Photograph by Alain McLaughlin
Despite significant changes in the way society treats people with disabilities, many still find themselves isolated in their communities, unable to pursue educational opportunities or find jobs.
The Community Technology Foundation of California, in San Francisco, is looking to technology designed specifically for people with disabilities as one way to remedy that problem, and to help disabled people improve their lives by connecting more fully with the world around them.
The foundation awards grants to organizations that help people with disabilities learn how to take advantage of accessibility features that are built into computers’ operating systems and how to use specialized equipment designed for people with disabilities, such as screen magnifiers and text readers.

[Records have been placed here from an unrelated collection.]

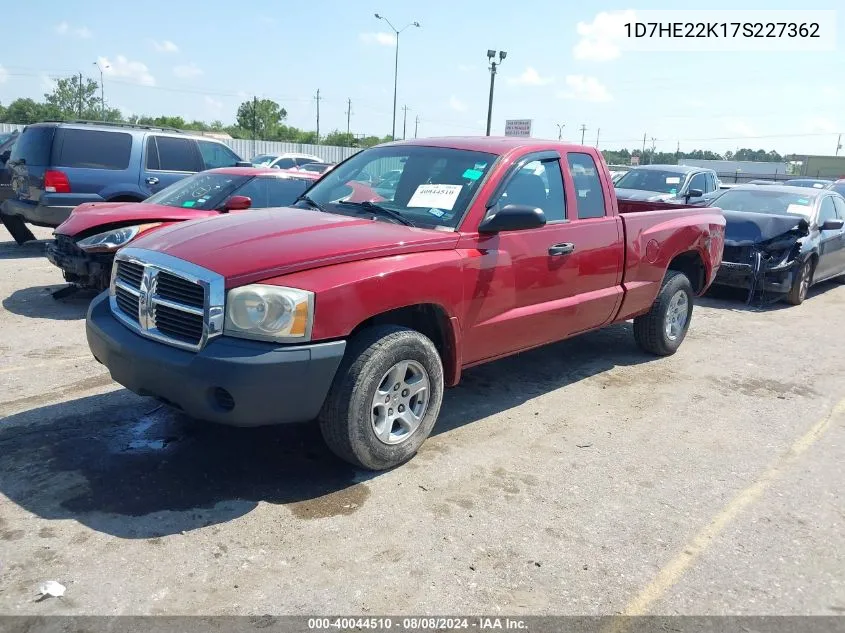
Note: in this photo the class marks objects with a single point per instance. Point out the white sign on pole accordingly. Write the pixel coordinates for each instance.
(518, 127)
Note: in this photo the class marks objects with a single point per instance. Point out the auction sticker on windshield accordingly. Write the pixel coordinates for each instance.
(437, 196)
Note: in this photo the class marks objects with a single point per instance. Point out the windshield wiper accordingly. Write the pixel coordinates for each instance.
(378, 210)
(306, 198)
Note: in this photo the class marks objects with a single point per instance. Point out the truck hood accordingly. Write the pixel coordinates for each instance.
(91, 215)
(265, 243)
(639, 194)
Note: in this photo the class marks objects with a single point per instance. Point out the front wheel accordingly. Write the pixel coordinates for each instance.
(663, 328)
(801, 284)
(385, 398)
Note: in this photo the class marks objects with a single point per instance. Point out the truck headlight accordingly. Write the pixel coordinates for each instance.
(269, 313)
(114, 239)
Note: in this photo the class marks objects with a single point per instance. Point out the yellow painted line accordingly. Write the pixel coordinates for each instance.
(8, 370)
(671, 573)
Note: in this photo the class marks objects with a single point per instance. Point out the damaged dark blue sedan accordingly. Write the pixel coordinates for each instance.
(781, 240)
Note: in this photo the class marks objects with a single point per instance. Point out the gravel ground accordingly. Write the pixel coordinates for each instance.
(583, 478)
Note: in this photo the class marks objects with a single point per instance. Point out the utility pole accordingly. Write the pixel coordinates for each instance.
(254, 121)
(102, 91)
(317, 98)
(491, 57)
(404, 120)
(396, 66)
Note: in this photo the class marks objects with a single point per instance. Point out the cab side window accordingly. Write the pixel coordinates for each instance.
(538, 184)
(585, 176)
(839, 203)
(699, 181)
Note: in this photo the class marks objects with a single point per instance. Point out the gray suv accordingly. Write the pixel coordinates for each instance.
(56, 166)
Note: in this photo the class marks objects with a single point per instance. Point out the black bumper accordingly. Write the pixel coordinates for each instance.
(89, 270)
(37, 214)
(742, 276)
(230, 381)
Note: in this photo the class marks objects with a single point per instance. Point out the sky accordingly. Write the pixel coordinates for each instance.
(562, 67)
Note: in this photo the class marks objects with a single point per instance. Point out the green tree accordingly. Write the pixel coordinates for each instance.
(25, 111)
(75, 98)
(264, 116)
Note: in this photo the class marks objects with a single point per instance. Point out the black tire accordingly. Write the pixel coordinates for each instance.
(801, 284)
(650, 328)
(346, 417)
(17, 228)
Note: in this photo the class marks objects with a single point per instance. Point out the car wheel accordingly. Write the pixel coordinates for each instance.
(663, 328)
(385, 398)
(801, 284)
(17, 228)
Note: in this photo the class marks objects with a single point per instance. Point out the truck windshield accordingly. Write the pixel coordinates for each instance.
(200, 191)
(426, 186)
(651, 180)
(765, 201)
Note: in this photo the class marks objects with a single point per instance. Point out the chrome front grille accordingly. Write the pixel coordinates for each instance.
(167, 299)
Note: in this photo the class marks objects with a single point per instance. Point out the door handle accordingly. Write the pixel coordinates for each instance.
(564, 248)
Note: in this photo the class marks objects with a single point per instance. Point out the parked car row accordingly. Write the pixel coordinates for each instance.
(781, 238)
(355, 295)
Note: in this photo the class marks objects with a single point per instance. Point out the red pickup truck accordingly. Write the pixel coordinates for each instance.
(358, 312)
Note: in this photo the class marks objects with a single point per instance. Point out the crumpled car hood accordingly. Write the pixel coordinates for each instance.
(743, 228)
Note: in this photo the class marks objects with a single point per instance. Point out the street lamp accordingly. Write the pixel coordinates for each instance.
(396, 66)
(102, 91)
(491, 57)
(560, 127)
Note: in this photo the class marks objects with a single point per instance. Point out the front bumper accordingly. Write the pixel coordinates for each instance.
(777, 281)
(37, 214)
(89, 270)
(230, 381)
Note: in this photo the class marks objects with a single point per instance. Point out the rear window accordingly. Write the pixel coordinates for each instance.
(175, 154)
(92, 149)
(34, 145)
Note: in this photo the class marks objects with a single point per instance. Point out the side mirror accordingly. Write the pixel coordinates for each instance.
(513, 217)
(832, 225)
(237, 203)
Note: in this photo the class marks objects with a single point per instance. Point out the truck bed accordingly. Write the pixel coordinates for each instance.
(654, 233)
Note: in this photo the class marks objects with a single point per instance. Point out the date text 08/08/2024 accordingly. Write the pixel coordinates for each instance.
(416, 624)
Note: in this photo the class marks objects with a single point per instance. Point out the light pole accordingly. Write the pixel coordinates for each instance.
(395, 67)
(102, 91)
(491, 57)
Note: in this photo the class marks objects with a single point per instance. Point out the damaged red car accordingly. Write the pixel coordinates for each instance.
(85, 244)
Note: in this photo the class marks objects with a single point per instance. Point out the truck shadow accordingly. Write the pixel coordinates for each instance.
(37, 302)
(735, 298)
(27, 250)
(122, 465)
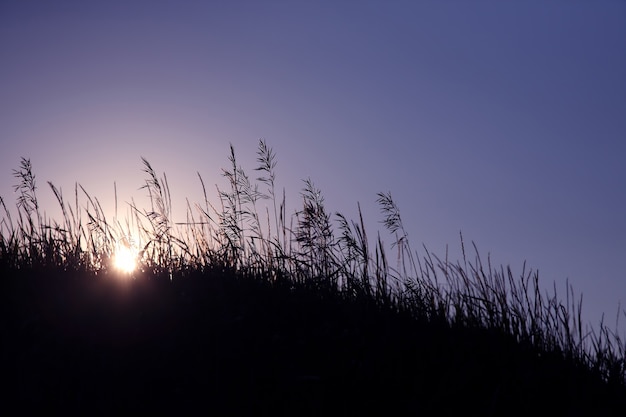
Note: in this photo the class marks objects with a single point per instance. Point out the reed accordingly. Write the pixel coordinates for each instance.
(312, 250)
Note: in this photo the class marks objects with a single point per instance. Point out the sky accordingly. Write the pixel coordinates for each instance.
(505, 121)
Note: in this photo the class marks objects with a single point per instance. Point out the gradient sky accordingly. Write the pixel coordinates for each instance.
(503, 120)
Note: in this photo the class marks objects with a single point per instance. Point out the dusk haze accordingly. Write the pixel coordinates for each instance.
(495, 123)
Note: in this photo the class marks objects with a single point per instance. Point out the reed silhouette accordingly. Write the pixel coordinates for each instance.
(239, 312)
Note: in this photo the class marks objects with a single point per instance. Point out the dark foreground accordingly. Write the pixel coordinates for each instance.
(216, 345)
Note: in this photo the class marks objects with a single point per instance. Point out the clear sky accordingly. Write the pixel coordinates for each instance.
(503, 120)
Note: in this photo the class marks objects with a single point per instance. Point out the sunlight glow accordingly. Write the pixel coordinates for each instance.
(125, 258)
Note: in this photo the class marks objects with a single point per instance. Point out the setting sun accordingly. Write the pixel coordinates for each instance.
(125, 258)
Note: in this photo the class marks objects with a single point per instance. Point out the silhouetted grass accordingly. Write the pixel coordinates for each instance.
(264, 312)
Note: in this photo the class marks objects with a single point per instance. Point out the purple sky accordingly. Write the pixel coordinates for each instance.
(504, 120)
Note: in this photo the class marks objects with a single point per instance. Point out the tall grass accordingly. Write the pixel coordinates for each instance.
(311, 248)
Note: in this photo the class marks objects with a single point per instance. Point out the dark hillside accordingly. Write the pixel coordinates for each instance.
(225, 345)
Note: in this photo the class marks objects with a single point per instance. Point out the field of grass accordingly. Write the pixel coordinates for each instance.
(241, 312)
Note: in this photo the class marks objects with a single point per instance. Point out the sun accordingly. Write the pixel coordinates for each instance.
(125, 258)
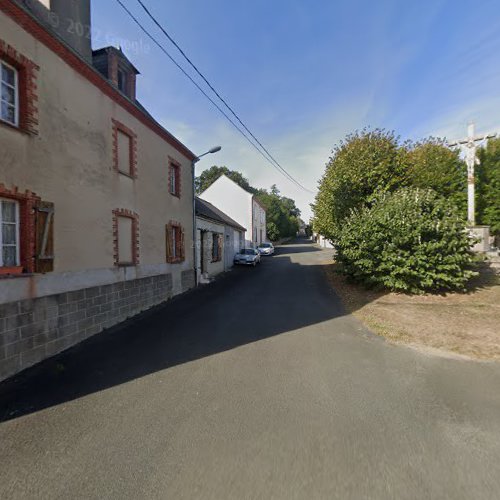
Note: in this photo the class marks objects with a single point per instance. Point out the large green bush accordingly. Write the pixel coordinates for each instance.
(366, 161)
(412, 240)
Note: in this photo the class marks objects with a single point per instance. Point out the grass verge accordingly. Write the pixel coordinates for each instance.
(462, 323)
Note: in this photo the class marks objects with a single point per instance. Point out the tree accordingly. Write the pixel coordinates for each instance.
(272, 231)
(412, 240)
(281, 213)
(488, 186)
(209, 176)
(430, 164)
(365, 162)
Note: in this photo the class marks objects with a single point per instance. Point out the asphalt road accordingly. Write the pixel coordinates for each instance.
(257, 386)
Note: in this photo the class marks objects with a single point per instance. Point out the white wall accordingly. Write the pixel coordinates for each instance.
(233, 200)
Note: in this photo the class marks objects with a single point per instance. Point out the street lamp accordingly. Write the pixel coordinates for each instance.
(215, 149)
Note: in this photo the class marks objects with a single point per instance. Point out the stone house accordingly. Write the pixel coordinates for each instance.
(96, 198)
(240, 205)
(218, 239)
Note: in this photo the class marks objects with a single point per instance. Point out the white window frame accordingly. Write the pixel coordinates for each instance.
(18, 242)
(16, 93)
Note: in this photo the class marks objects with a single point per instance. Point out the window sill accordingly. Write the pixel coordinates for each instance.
(16, 128)
(126, 174)
(175, 261)
(9, 272)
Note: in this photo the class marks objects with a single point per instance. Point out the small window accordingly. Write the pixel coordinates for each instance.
(9, 234)
(175, 243)
(174, 180)
(216, 247)
(9, 94)
(124, 153)
(125, 241)
(122, 81)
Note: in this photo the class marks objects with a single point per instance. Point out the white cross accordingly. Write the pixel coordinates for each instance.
(471, 145)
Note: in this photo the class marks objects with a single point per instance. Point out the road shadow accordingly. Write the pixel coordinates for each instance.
(244, 306)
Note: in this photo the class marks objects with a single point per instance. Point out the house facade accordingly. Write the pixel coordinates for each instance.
(241, 206)
(218, 239)
(96, 198)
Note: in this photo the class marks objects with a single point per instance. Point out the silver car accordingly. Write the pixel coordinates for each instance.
(247, 256)
(266, 248)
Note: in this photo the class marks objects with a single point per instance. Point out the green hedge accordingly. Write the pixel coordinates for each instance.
(411, 240)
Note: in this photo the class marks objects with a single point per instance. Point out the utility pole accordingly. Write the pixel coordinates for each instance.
(471, 144)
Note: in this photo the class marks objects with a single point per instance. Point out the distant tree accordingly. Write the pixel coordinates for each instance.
(363, 163)
(272, 231)
(430, 164)
(209, 176)
(282, 215)
(488, 186)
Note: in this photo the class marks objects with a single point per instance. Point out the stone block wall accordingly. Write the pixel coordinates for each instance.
(34, 329)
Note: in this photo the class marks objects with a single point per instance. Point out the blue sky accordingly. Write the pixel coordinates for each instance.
(304, 73)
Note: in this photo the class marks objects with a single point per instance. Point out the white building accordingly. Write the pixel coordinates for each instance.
(241, 206)
(218, 239)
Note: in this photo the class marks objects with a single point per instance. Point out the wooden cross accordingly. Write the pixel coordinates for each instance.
(471, 145)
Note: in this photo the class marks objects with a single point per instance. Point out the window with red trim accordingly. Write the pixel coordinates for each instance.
(9, 94)
(174, 180)
(9, 233)
(125, 237)
(175, 243)
(124, 150)
(18, 90)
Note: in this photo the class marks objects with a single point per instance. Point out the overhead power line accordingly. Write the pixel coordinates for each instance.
(157, 43)
(267, 156)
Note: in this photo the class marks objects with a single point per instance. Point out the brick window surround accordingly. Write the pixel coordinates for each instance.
(179, 255)
(27, 230)
(121, 212)
(174, 174)
(27, 87)
(120, 127)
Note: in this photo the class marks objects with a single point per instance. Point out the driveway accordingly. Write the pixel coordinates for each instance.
(257, 386)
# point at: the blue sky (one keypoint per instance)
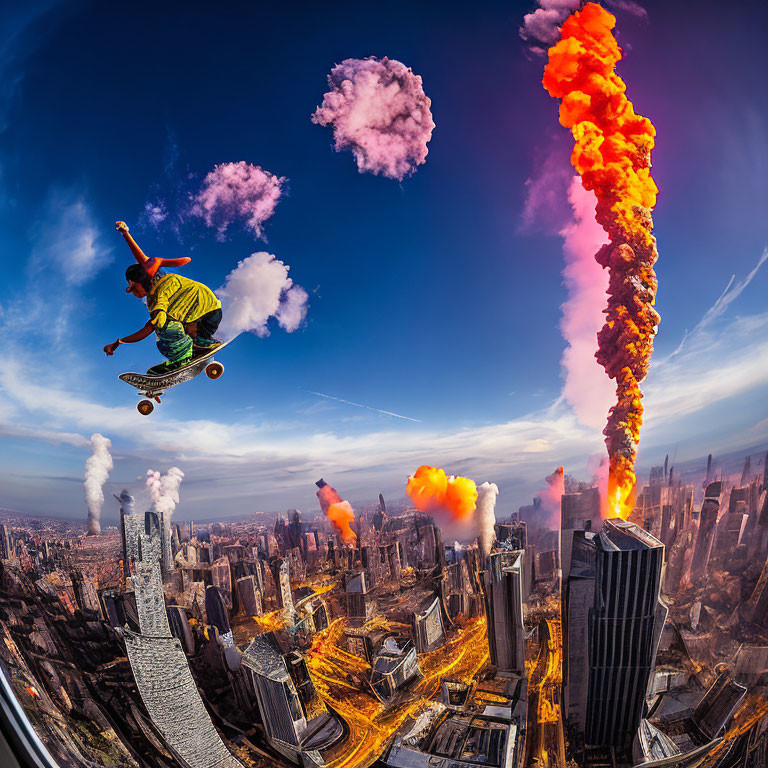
(428, 298)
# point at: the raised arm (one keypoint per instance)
(138, 254)
(142, 258)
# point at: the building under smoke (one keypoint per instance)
(160, 666)
(504, 611)
(612, 621)
(287, 728)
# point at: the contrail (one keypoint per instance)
(360, 405)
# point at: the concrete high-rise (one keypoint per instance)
(707, 526)
(579, 512)
(504, 610)
(160, 666)
(612, 620)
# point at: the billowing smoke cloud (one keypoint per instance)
(256, 290)
(587, 388)
(551, 497)
(339, 511)
(431, 490)
(612, 154)
(379, 111)
(486, 515)
(97, 469)
(164, 489)
(541, 28)
(237, 192)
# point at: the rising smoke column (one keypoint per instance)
(164, 489)
(97, 469)
(551, 497)
(337, 510)
(586, 387)
(431, 490)
(378, 110)
(486, 516)
(612, 155)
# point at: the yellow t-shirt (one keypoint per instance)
(174, 297)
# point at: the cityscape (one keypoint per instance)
(317, 640)
(485, 483)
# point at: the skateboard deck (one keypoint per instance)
(153, 386)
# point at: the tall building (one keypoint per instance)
(130, 526)
(428, 627)
(504, 610)
(359, 607)
(160, 666)
(282, 577)
(221, 576)
(283, 715)
(612, 621)
(147, 580)
(249, 596)
(706, 533)
(5, 541)
(579, 512)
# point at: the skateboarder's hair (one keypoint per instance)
(137, 274)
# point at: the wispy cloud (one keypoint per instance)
(367, 407)
(273, 464)
(68, 240)
(726, 298)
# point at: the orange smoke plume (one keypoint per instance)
(342, 515)
(337, 510)
(431, 490)
(612, 154)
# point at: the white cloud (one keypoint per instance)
(274, 463)
(67, 239)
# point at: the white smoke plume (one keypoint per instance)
(541, 28)
(97, 469)
(257, 289)
(164, 489)
(486, 516)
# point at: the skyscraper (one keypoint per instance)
(579, 512)
(504, 609)
(612, 620)
(160, 666)
(706, 533)
(285, 720)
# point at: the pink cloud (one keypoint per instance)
(629, 6)
(588, 390)
(545, 208)
(541, 28)
(379, 111)
(234, 192)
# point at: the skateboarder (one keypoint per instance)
(183, 314)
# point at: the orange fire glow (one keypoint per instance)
(431, 490)
(338, 511)
(342, 515)
(612, 155)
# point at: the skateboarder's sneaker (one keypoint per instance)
(204, 346)
(168, 366)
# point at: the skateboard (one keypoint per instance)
(152, 387)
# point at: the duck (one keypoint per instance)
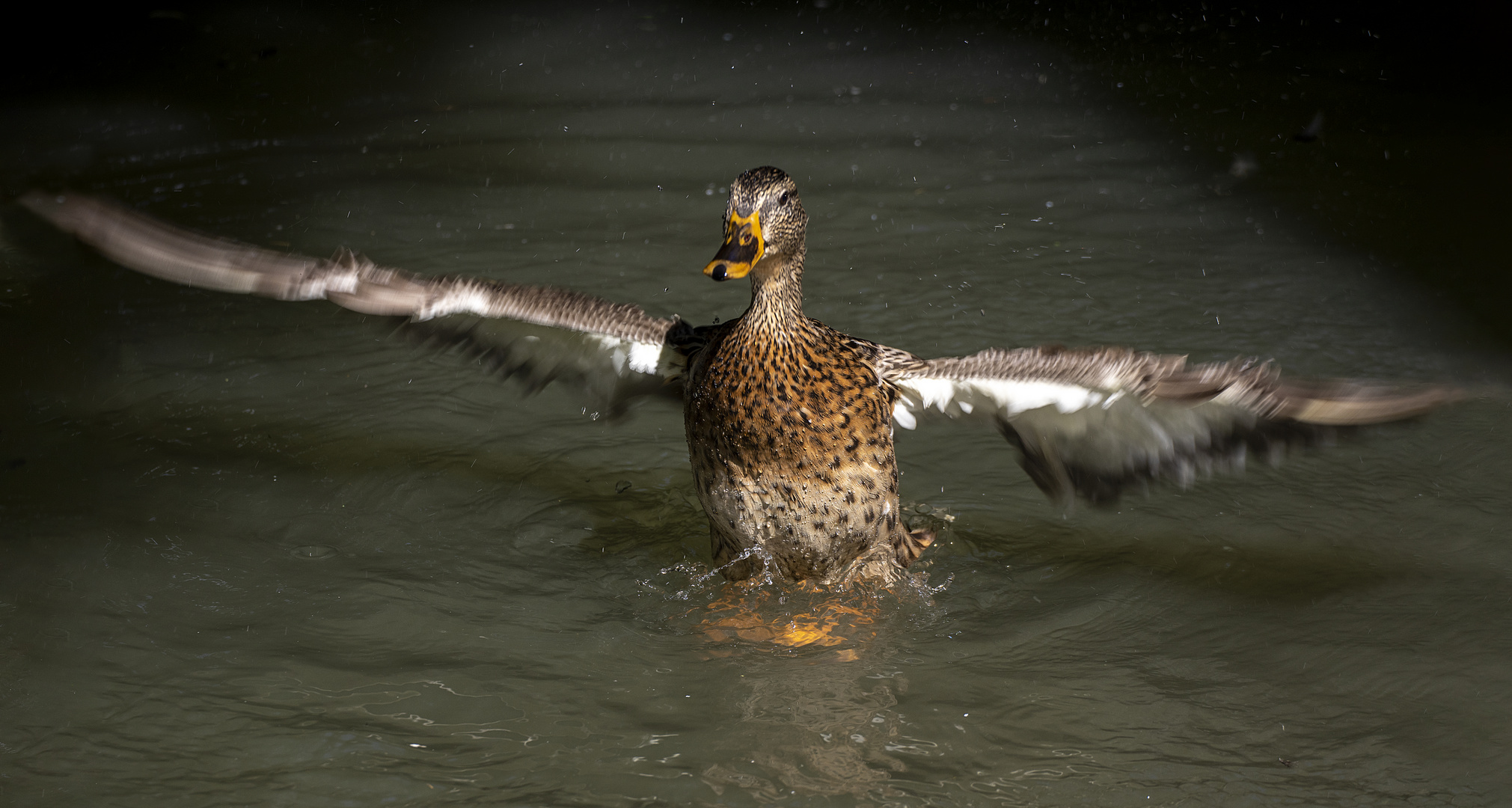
(789, 423)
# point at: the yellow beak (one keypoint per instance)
(743, 248)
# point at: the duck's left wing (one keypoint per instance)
(534, 333)
(1094, 421)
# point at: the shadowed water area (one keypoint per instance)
(259, 553)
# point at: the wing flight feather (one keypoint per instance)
(537, 333)
(1094, 421)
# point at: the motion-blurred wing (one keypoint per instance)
(1094, 421)
(537, 333)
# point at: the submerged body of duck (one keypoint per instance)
(788, 421)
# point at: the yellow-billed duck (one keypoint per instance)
(788, 421)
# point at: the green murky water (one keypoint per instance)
(259, 553)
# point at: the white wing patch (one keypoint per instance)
(638, 358)
(1003, 397)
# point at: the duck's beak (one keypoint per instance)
(743, 248)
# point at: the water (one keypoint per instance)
(266, 553)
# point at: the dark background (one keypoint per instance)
(1411, 164)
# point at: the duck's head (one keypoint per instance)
(762, 223)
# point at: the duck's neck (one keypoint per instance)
(777, 294)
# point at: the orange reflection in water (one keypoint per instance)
(826, 618)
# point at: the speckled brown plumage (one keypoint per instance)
(789, 426)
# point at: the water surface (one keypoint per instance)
(275, 554)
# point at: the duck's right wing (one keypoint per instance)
(534, 333)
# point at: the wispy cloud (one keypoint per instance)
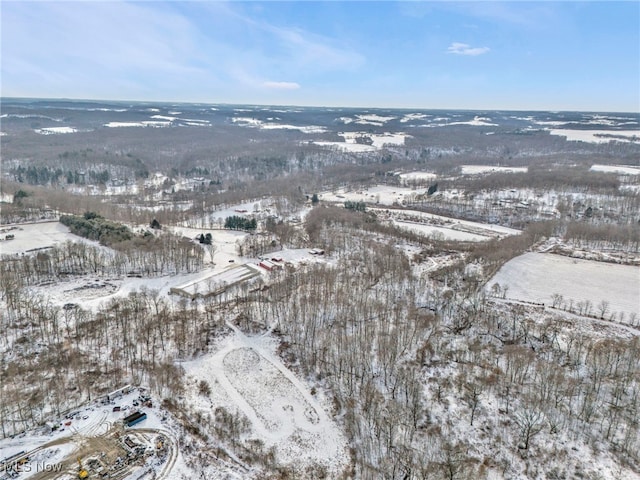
(282, 85)
(465, 49)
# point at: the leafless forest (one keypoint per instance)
(429, 370)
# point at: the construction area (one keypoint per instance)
(105, 450)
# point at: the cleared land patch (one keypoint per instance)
(536, 277)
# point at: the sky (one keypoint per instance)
(452, 55)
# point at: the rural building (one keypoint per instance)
(267, 265)
(134, 418)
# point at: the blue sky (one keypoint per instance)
(474, 55)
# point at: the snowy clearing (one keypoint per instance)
(479, 169)
(380, 194)
(621, 169)
(55, 130)
(599, 136)
(246, 375)
(535, 277)
(254, 122)
(444, 233)
(35, 236)
(217, 282)
(410, 176)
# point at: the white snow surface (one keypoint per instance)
(621, 169)
(479, 169)
(599, 136)
(55, 130)
(31, 236)
(409, 176)
(246, 375)
(254, 122)
(536, 277)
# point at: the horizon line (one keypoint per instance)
(169, 102)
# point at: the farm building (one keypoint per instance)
(267, 265)
(134, 419)
(217, 283)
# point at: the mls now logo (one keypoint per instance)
(41, 467)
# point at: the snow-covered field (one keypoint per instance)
(378, 140)
(272, 125)
(55, 130)
(412, 176)
(246, 375)
(479, 169)
(31, 236)
(620, 169)
(599, 136)
(380, 194)
(446, 227)
(443, 233)
(218, 282)
(536, 277)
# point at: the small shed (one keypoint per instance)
(267, 265)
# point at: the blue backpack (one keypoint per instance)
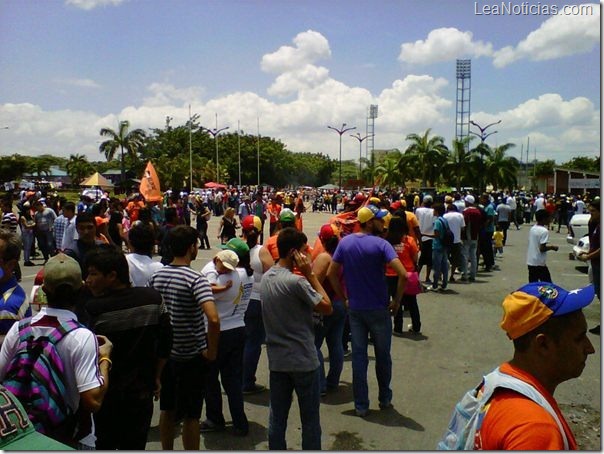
(36, 376)
(469, 412)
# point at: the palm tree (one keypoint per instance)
(429, 154)
(130, 141)
(78, 168)
(501, 170)
(459, 162)
(387, 172)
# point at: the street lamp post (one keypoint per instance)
(341, 131)
(360, 139)
(483, 136)
(215, 131)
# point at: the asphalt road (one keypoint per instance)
(461, 341)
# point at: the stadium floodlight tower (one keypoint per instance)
(463, 96)
(370, 133)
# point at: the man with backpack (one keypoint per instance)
(52, 363)
(441, 245)
(514, 407)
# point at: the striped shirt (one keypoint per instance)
(60, 225)
(9, 222)
(184, 291)
(14, 304)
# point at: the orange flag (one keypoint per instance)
(149, 187)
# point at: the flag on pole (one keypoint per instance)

Among the other projects, the foundation supports a documentary — the working title of the film is Freedom Machines — that shows how people with disabilities are using specially designed technology; and an online database that features “disability-friendly destinations” in California, such as restaurants, stores, and transit systems.
The Community Technology Foundation of California also works to bring the benefits of information technology to poor people, members of minority groups, rural residents, and people who do not speak English. It was created in 1998 by an agreement among nine coalitions that represented 134 civil-rights and disability groups and two telecommunications companies, Pacific Telesis and SBC Communications, that merged to become Pacific Bell.
As part of the companies’ merger plan, Pacific Bell agreed to provide $50-million to the foundation over 10 years. Of the nearly $5-million the foundation awarded in 2002, $807,000 went to disability projects.
Here, clients at Blindness Support Services, in Riverside, Calif., use screen-magnification software in the organization’s computer laboratory.